As it happened, the Canadian couple was caught up in the Bravelle Infertility Drug Recall, after tests revealed that four lots of urofollitropin (Bravelle) sold between 2014 and 2015 in the US and Canada had displayed “reduced potency.”

Their journey down the assisted fertility road was derailed.

CTV News reported that Ferring had offered to reimburse the couple for the cost of the drug - about $2500. But that amount pales in comparison to the total cost of the complete IFV cycle, which added up to $14,000 in total. The Olthuis would not have completed the entire cycle had they known - or been informed that the batch of Bravelle they had used, turned out to be a virtual dud.

“We would have never have done the whole cycle if we knew the drug was a dud,” Joep Olthuis told CTV News. “We really started realizing we deserve more.”

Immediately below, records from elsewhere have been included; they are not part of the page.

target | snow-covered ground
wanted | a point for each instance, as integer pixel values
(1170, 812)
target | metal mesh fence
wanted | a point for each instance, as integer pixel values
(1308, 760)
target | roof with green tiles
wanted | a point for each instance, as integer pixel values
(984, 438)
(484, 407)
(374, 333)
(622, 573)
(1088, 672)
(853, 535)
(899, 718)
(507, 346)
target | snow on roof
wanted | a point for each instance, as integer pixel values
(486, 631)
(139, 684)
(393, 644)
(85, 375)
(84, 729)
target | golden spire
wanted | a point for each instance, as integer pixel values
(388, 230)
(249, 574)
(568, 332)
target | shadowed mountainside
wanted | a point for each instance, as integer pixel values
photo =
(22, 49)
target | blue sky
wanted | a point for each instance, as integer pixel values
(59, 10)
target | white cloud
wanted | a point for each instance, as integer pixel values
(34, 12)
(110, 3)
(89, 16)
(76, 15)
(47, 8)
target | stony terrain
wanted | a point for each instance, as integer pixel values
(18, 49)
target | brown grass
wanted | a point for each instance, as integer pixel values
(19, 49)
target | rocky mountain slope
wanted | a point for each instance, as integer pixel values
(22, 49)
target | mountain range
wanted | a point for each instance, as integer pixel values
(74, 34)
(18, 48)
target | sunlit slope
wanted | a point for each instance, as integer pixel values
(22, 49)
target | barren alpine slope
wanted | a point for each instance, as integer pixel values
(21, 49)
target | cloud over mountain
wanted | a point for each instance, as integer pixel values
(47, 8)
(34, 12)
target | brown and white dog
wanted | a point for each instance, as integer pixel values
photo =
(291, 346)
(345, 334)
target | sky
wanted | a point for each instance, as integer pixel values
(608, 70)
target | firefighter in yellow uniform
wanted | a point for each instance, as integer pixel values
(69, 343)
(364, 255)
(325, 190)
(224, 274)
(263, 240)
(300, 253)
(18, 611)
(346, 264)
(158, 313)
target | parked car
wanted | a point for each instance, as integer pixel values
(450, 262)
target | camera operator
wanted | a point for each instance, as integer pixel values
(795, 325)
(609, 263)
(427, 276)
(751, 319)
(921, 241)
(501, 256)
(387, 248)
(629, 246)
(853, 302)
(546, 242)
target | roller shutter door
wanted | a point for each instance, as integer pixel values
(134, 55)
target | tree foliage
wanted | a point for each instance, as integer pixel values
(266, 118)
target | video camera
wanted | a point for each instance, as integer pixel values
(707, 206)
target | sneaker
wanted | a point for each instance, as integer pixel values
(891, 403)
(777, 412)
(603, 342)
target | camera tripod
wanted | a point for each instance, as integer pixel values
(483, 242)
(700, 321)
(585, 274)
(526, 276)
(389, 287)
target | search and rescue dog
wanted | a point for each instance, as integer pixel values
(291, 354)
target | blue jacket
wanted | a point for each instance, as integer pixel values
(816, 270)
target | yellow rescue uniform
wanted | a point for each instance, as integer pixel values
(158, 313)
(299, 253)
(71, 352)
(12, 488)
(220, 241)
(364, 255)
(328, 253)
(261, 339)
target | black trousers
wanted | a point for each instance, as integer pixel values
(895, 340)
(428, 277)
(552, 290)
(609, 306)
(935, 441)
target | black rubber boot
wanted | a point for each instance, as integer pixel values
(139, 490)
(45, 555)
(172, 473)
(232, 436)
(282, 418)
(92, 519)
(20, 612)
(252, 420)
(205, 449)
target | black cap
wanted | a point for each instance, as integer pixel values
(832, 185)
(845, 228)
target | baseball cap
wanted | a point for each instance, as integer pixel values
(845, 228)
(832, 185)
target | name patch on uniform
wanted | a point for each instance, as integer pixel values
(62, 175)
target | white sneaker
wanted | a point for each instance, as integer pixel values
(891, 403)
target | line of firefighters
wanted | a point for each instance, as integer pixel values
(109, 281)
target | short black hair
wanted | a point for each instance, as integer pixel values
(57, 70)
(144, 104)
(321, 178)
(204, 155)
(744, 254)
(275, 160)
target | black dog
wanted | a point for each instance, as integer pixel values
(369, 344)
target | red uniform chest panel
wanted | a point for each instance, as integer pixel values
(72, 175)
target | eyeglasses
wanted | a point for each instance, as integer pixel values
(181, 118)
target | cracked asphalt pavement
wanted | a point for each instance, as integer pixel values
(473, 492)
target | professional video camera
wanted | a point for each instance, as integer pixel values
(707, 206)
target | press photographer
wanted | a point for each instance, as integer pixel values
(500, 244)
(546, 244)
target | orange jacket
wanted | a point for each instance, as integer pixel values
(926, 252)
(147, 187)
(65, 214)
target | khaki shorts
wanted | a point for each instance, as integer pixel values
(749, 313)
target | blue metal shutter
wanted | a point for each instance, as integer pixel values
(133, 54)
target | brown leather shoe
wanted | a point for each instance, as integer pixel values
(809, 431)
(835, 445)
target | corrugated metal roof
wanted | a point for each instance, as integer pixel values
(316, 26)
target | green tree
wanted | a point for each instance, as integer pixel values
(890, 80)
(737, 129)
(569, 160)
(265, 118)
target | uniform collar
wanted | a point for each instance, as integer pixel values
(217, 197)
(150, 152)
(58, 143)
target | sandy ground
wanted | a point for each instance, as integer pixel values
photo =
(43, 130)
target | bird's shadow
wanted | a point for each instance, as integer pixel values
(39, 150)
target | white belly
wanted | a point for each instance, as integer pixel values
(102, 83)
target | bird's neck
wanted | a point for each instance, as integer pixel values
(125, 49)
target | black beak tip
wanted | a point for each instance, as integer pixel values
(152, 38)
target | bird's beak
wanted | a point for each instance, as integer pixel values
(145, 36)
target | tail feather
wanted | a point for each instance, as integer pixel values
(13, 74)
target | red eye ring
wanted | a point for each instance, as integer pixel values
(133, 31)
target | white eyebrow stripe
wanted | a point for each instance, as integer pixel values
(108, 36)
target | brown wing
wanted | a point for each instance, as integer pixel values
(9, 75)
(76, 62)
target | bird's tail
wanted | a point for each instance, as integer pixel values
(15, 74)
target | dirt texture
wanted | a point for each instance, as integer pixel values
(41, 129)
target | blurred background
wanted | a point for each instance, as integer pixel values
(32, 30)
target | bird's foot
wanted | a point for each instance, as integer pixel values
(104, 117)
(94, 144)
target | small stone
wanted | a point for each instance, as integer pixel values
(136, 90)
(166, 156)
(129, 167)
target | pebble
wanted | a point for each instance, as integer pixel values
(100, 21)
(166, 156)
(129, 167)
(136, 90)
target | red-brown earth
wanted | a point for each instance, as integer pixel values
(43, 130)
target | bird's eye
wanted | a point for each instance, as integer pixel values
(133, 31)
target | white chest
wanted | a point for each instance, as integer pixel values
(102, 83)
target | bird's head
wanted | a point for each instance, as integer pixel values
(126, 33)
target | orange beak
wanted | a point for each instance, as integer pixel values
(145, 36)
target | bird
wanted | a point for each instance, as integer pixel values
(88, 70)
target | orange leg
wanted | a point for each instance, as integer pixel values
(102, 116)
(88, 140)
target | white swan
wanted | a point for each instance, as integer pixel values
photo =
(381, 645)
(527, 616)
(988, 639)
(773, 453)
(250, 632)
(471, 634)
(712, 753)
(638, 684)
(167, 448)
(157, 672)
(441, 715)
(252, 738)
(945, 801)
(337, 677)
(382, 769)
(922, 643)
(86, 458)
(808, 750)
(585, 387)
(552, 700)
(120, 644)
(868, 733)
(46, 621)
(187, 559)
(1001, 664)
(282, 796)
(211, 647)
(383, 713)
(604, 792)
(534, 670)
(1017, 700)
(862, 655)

Other couples in Canada as well as the US - hundreds of them, by various estimations - feel the same way, with dozens of Bravelle Infertility Drug lawsuits emerging. In the Olthuis case, a statement of claim to the Supreme Court of British Columbia notes that “The Defendant may have squandered these women’s last opportunity to get pregnant, causing serious mental and emotional harm to couples who now may be unable to start families of their own.”

To a pharmaceutical giant, a bad batch can be written off as an unfortunate inconvenience that might cost them some dollars in litigation compensation. But to couples having scrimped, saved and denied themselves to facilitate the miracle of assisted fertility - only to have it fail - enacts a cost far pricier and compelling than mere dollars could measure.